Buzz. Toujours est-il que le film atterrit entre les mains de Steven Schneider, producteur tête chercheuse qui travaille actuellement sur une dizaine de projets. Lui sait à quelle porte frapper : celle de Jason Blum. Le jeune homme a longtemps travaillé sous la houlette des frères Weinstein, chez Miramax. Il s'occupait du département des achats et avait, il y a dix ans, raté Blair Witch Project.

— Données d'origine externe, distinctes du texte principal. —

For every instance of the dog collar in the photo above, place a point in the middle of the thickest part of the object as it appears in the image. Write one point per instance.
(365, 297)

Inutile de revenir sur l'engueulade maison, probablement assortie de menaces de mort immédiate dans d'affreuses souffrances, qu'il a dû endurer de la part des Weinstein, tyrans notoires. «Blum ne pouvait pas laisser passer Paranormal Activity», confirme Oren Peli dans un sourire.

La suite de l'histoire est plus laborieuse. Dreamworks, qui n'a plus de structure de distribution, refile le bébé à la Paramount, réticente à faire d'un film amateur une sortie nationale. L'idée d'un remake avec des moyens plus convenables traverse quelques esprits. «Le succès du film dans les festivals a fini par convaincre les distributeurs de sortir le film dans quelques college towns», explique le cinéaste. Très exactement treize salles dans des villes proches des campus, tout en essayant de faire le buzz sur le Net.

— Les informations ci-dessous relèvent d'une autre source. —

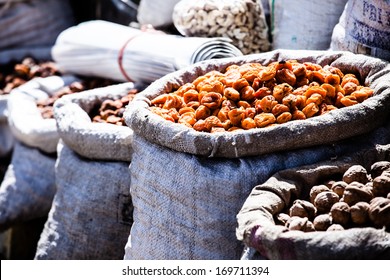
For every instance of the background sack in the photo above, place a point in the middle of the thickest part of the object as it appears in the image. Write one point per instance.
(312, 22)
(28, 187)
(362, 29)
(91, 213)
(33, 23)
(337, 124)
(257, 229)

«C'est Amy Powell, de la Paramount, qui a eu l'idée géniale. Elle a utilisé une des fonctions de Facebook grâce à laquelle les adhérents du réseau votent pour qu'un concert de leur groupe favori ait lieu dans leur ville. Elle a appliqué le principe pour ce film.»Paranormal Activity, lancé le 25 septembre dans une poignée de salles, a été plébiscité dans tout le pays. Trois semaines plus tard, alors que Paranormal battait à plate couture Saw VI au box-office de la semaine de Halloween, il figurait à l'affiche de près de 2 000 salles aux Etats-Unis, franchissant allégrement la barre des 100 millions de dollars de recettes. A présent, il s'attaque à l'Europe.

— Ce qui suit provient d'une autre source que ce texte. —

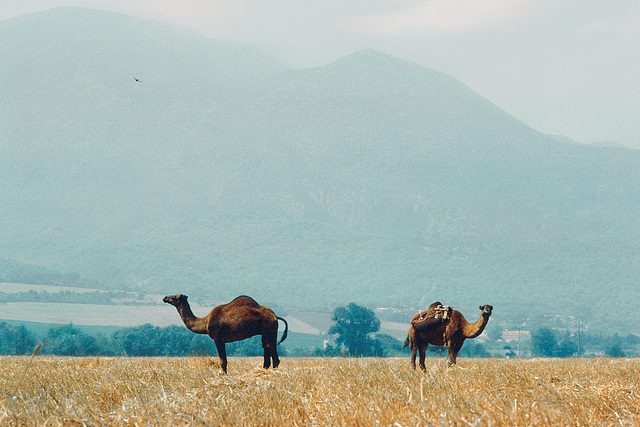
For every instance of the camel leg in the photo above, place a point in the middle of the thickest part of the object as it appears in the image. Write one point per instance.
(452, 353)
(222, 354)
(266, 347)
(414, 351)
(422, 348)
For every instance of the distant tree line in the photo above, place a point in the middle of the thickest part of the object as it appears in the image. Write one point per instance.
(355, 335)
(547, 343)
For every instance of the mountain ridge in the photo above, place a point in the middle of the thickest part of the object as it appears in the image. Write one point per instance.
(370, 180)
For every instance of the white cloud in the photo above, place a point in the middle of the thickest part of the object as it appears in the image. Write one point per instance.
(449, 15)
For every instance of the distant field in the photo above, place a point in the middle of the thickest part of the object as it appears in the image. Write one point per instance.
(125, 315)
(318, 392)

des précédents FAUSSEMENT AMATEURS

Blair witch project (1999)

Des étudiants aux prises avec leurs propres terreurs, et c’est le phénomène de la décennie. Eduardo Sánchez et David Myrick invitent le style YouTube au cinéma et inventent un nouveau sous-genre à la série B.

REC (2007)

Jaume Balagueró et Paco Plaza racontent une affaire classique de zombies affamés à travers la caméra d’un couple de reporters coincés dans un immeuble. Cohérent, le film s’appuie sur l’action en temps réel et de jolis trucages à l’ancienne. Rafraîchissant.

Cloverfield (2008)

Avec un caméscope, des jeunes gens filment l’attaque de New York par un Godzilla en rogne.

Réalisé par Matt Reeves et produit par J.J. Abrams, le film multiplie les références aux images hypnotiques du 11 Septembre. L’intelligence de ce film à gros budget consiste justement à en montrer le moins possible.